I don't know of a specific algorithm that does this, but covalent inhibitors (by which I assume you mean irreversible inhibitors that form a covalent bond with the protein they bind to) tend to have one of a relatively small number of 'warhead' groups to form the covalent bond with. So you could reasonably simply set up a SMARTS query to examine the SMILES interpretation of your molecule of interest and look for one of those groups. Every time you find another such group, just add it to your query.
Hi Carmine, I am "old school" and seeing a computer simulation of a covalent/non covalent inhibitor does nothing for me.
If the inhibitor is covalent, I would like to see it stick to the protein in an SDS-PAGE gel. If the inhibitor is non-covalent, I would like to see the inhibition kinetics.
Hi William and Steingrimur. Thanks for your advices.
I am investigating the binding mode of a series of novel compounds.

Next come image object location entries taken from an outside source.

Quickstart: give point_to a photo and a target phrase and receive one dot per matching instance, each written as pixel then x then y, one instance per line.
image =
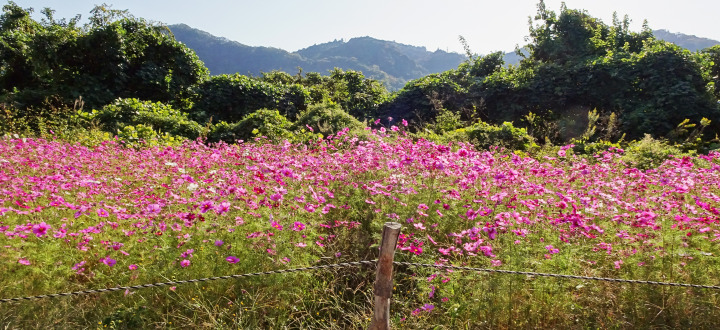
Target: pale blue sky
pixel 487 25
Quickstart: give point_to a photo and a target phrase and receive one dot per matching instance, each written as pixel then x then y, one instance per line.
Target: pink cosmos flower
pixel 206 206
pixel 108 261
pixel 298 226
pixel 618 263
pixel 102 213
pixel 41 229
pixel 223 208
pixel 276 197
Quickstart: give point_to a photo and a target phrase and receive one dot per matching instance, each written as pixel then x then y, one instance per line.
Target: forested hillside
pixel 390 62
pixel 580 81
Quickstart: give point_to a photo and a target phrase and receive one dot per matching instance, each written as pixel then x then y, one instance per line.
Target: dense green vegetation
pixel 392 63
pixel 580 81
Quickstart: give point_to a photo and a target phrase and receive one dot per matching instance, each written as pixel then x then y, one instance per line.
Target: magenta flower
pixel 298 226
pixel 154 208
pixel 276 225
pixel 206 206
pixel 223 208
pixel 108 261
pixel 102 213
pixel 276 197
pixel 187 254
pixel 41 229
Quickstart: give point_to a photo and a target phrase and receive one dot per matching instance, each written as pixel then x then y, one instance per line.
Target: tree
pixel 116 55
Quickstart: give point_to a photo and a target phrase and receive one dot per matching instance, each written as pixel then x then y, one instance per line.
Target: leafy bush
pixel 484 135
pixel 649 152
pixel 232 97
pixel 154 116
pixel 326 119
pixel 264 122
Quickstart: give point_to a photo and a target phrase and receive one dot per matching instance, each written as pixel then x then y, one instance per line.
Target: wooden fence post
pixel 383 278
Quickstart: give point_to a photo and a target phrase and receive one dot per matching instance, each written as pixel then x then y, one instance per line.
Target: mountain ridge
pixel 390 62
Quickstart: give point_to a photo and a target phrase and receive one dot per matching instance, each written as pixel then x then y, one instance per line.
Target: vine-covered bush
pixel 264 122
pixel 326 119
pixel 158 117
pixel 484 135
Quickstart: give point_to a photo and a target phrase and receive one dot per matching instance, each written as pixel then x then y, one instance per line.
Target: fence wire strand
pixel 215 278
pixel 577 277
pixel 357 264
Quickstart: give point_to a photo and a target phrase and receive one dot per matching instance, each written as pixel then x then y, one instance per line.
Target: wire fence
pixel 358 264
pixel 152 285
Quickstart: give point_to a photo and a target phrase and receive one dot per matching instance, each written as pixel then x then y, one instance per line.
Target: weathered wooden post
pixel 383 278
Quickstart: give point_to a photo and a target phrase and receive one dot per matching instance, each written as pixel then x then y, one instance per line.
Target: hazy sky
pixel 486 25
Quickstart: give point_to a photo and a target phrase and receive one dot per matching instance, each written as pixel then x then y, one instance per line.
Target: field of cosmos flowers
pixel 75 217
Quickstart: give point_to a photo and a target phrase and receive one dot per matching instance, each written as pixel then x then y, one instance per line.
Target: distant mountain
pixel 689 42
pixel 390 62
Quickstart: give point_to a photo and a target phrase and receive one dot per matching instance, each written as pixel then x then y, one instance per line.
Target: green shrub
pixel 155 116
pixel 263 122
pixel 326 119
pixel 484 135
pixel 649 152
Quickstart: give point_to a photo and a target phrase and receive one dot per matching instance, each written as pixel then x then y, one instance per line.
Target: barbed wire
pixel 577 277
pixel 151 285
pixel 356 264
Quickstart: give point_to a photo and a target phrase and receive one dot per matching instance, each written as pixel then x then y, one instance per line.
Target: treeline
pixel 580 81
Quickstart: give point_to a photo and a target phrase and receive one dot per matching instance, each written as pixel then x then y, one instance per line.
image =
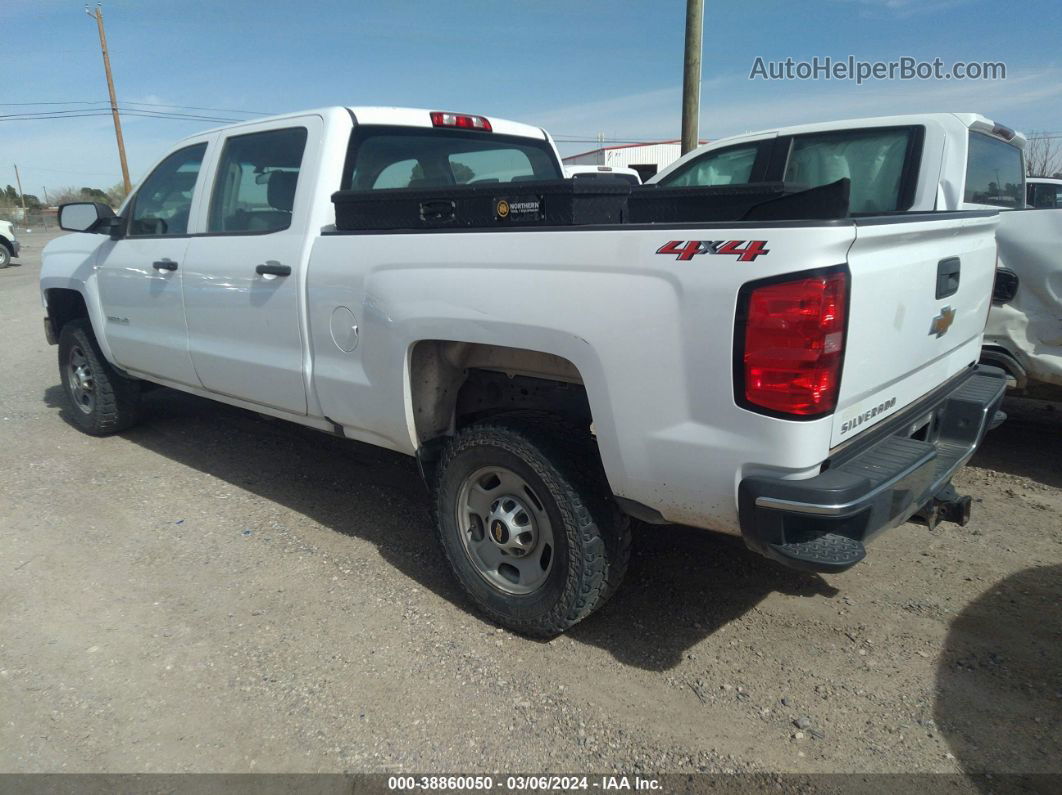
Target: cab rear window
pixel 381 157
pixel 995 174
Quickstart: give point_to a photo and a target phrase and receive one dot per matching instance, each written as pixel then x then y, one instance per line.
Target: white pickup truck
pixel 9 244
pixel 804 384
pixel 921 162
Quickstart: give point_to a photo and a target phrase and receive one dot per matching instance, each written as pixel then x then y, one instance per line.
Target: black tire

Among the whole series of the compounds, I don't spot evident "warheads" that could block covalently the catalysis. So, we focused the analysis on the two best compounds of this series that were chosen for dilution experiment and showed to behave as reversible inhibitors. Furthermore, the lenght of preincubation time of the enzymatic assays on these compounds excluded time-dependency, so I assume they not display tight-binding.
I performed docking, molecular dynamics and free energy calculation to identify the binding mode of one of these compounds. The computational results converged on the binding site of the crystal structure of known irreversible inhibitors. Therefore, I would try to explain why a binding mode that resemble that of the substrate (and that of the irreversible inhibitors) results in a reversible inhibitor.

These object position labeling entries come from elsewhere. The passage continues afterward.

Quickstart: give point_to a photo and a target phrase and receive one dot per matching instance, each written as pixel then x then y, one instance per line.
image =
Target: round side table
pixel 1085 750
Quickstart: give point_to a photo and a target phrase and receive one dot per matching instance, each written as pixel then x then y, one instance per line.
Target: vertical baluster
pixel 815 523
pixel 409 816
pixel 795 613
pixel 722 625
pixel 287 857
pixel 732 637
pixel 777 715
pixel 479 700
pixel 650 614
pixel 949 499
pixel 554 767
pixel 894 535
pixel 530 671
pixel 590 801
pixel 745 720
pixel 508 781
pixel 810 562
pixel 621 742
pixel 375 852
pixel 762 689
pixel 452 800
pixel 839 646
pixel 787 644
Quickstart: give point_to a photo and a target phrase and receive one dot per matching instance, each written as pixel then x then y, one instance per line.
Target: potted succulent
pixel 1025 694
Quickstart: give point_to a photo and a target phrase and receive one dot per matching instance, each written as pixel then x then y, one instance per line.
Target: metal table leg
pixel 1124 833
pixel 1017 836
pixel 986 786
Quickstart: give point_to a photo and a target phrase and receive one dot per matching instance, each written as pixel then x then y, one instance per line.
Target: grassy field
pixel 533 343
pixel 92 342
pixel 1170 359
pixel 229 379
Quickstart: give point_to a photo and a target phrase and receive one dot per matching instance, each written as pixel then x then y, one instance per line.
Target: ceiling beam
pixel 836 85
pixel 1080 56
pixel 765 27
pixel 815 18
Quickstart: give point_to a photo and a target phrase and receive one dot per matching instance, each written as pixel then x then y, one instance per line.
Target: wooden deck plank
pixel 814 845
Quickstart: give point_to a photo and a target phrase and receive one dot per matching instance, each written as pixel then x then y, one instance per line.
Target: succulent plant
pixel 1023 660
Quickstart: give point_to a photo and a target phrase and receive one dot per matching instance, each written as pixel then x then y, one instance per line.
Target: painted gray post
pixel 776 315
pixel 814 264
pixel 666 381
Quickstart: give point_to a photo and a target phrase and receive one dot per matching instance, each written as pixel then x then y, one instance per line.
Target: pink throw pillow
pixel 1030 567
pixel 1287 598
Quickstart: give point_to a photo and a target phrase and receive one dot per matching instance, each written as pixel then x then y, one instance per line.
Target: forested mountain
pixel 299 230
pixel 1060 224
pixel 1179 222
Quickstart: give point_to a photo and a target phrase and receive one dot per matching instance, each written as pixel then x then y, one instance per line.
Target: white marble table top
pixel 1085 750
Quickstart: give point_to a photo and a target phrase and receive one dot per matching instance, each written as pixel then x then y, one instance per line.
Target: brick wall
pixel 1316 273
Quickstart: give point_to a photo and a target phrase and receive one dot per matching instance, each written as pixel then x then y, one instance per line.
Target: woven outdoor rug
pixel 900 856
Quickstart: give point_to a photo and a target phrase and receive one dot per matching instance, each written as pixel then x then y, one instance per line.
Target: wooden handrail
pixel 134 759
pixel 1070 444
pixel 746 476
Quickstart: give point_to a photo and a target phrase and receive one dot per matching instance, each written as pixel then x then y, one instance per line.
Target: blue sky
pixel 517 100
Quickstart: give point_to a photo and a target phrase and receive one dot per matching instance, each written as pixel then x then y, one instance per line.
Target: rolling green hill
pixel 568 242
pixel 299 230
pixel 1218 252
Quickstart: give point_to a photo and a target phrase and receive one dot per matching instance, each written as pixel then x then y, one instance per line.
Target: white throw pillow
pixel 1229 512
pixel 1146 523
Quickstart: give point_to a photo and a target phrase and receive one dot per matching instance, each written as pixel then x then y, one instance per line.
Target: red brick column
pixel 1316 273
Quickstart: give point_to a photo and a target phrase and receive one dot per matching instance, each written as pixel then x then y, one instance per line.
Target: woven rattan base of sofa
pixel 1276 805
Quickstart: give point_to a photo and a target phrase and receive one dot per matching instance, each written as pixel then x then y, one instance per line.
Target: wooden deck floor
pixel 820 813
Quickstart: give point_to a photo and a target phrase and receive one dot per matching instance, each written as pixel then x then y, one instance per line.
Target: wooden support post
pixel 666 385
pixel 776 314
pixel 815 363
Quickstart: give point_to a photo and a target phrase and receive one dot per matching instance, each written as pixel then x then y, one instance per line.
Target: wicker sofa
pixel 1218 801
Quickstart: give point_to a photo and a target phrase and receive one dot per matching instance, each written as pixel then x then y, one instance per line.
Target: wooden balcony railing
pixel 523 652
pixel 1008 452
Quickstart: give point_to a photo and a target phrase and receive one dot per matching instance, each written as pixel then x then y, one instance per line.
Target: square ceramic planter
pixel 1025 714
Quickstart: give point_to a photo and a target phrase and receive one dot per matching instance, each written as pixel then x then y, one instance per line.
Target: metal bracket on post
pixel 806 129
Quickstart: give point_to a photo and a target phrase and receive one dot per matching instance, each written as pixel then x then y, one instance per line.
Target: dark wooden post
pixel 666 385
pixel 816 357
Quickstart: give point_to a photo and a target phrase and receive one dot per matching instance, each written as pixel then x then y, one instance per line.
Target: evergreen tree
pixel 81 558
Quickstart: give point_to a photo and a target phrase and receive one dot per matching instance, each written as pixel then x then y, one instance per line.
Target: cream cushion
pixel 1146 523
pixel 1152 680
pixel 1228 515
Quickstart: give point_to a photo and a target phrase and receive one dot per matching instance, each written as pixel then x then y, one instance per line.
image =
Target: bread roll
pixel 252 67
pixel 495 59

There is nothing surprising about the same enzyme binding site accommodating both irreversible/covalent and reversible/noncovalent inhibitors.
By the way, these are not the only two possibilities. There are also examples of reversible covalent inhibitors and essentially irreversible noncovalent inhibitors.
As for covalent inhibitors, there are different types: mechanism-based and non-mechanism-based.
So there may not be anything that needs explaining.